BA – Business Analyst

A business analyst analyzes the needs and problems of a customer (and their target audience), finds solutions, and creates requirements that will be used to develop the product.

Theoretically, they ' re able to act on the organizational scale: analyze activities, identify problems, and recommend solutions to effectively achieve the company's goals. In practice, companies most often hire business analysts to work on projects.

A BA is often referred to as a link between the development team and the company management or the customer.

Job responsibilities

  • Collect information from various sources (surveys, market research, articles, interviews)
  • Interview customers, company management, team, and business users to get the necessary information
  • Generate solutions, suggestions, and recommendations for specific issues (from specific product functionality, product development in general to improving business processes, systems, and even the company structure)
  • Identify the goals of an organization or project and formulate business requirements based on them, and then formalize requirements (dividing them into functional and non-functional)
  • Write specifications, maintain documentation, sometimes create prototypes (if it’s necessary to convey the customer's ideas to technical specialists)
  • Manage requirements: analyze and modify them.


When using Scrum methodology, the business analyst is often responsible for creating a product backlog (which intersects with the tasks of the product owner).

In some companies, a business analyst takes part in strategic analysis: together with the top management, they make recommendations on the development strategy of the entire organization.


  • Knowledge of the industry, the business sector in which the company operates
  • Ability to work with large amounts of information
  • Information visualization skills and knowledge of relevant programs (MS Visio,, Google Data Studio, Power BI, Tableau, DataHero), standards (for example, UML) and notations (BPMN, IDEF0)
  • Knowledge and experience in applying methodologies for collecting requirements, such as questionnaires, surveys, brainstorming, analysis of public data and competitors
  • Effective communication (ability to ask the right questions and actively listen, highlight essential information in the dialogue)
  • Mastery of software for managing documentation, projects, and processes (a popular one is Confluence)
  • Effective problem-solving skills
  • Critical thinking.


INDIGO Tech Recruiters often answer our clients ' questions about BAs , so we decided to share the most requested information here. If you need more information, please contact us.

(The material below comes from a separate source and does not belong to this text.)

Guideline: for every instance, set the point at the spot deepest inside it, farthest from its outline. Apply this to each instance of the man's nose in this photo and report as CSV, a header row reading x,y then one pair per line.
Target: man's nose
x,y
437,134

1. What is the difference between a business analyst and a project manager?

Both BAs and project managers are responsible for communicating with the customer and the team and solving problems. Both specialists are called intermediaries between the customer and the team. However, unlike a project manager , a business analyst does not manage the development team. The BA can determine what needs to be done, and the project manager decides exactly how to achieve the result and is responsible for achieving it. The business analyst doesn't plan the project progress and product functionality and does not launch the product. A BA is an expert in analytics. A PM does not necessarily have a deep understanding of the tools and methods of analytics. Also, due to many other responsibilities, they may not be able to spend enough time collecting information and conducting detailed analysis.
A Business Analyst doesn't have to know programming languages. To work in IT, of course, they need to understand the principles of information systems and its terminology. Technical education is not required, but it’s very desirable. It's much easier for a technical specialist who works as a BA to communicate with the development team, and to explain business requirements in their language. On the other hand, many people move into this profession from positions closely related to business processes. Such specialists have the advantage of understanding the business from the inside. They can improve their technical skills as time goes by.
A Data Analyst is usually a mathematician with programming skills who collects, processes, studies, interprets, and visualizes data, often used in interpreting Big Data. A BA uses data to develop solutions, and to communicate with customers and the team.
A Business Analyst’s primary tasks are collecting requirements and creating specifications. Her presence significantly reduces the risk of misunderstandings between the customer and the team. There's always work for a business analysis on a project: you need to find out what the customer wants, formulate it into specific requirements and document them , and develop solutions. If there are no Business Analysts in a company, these tasks are performed by someone else, perhaps a Project Manager. However, a BA can perform these tasks more efficiently.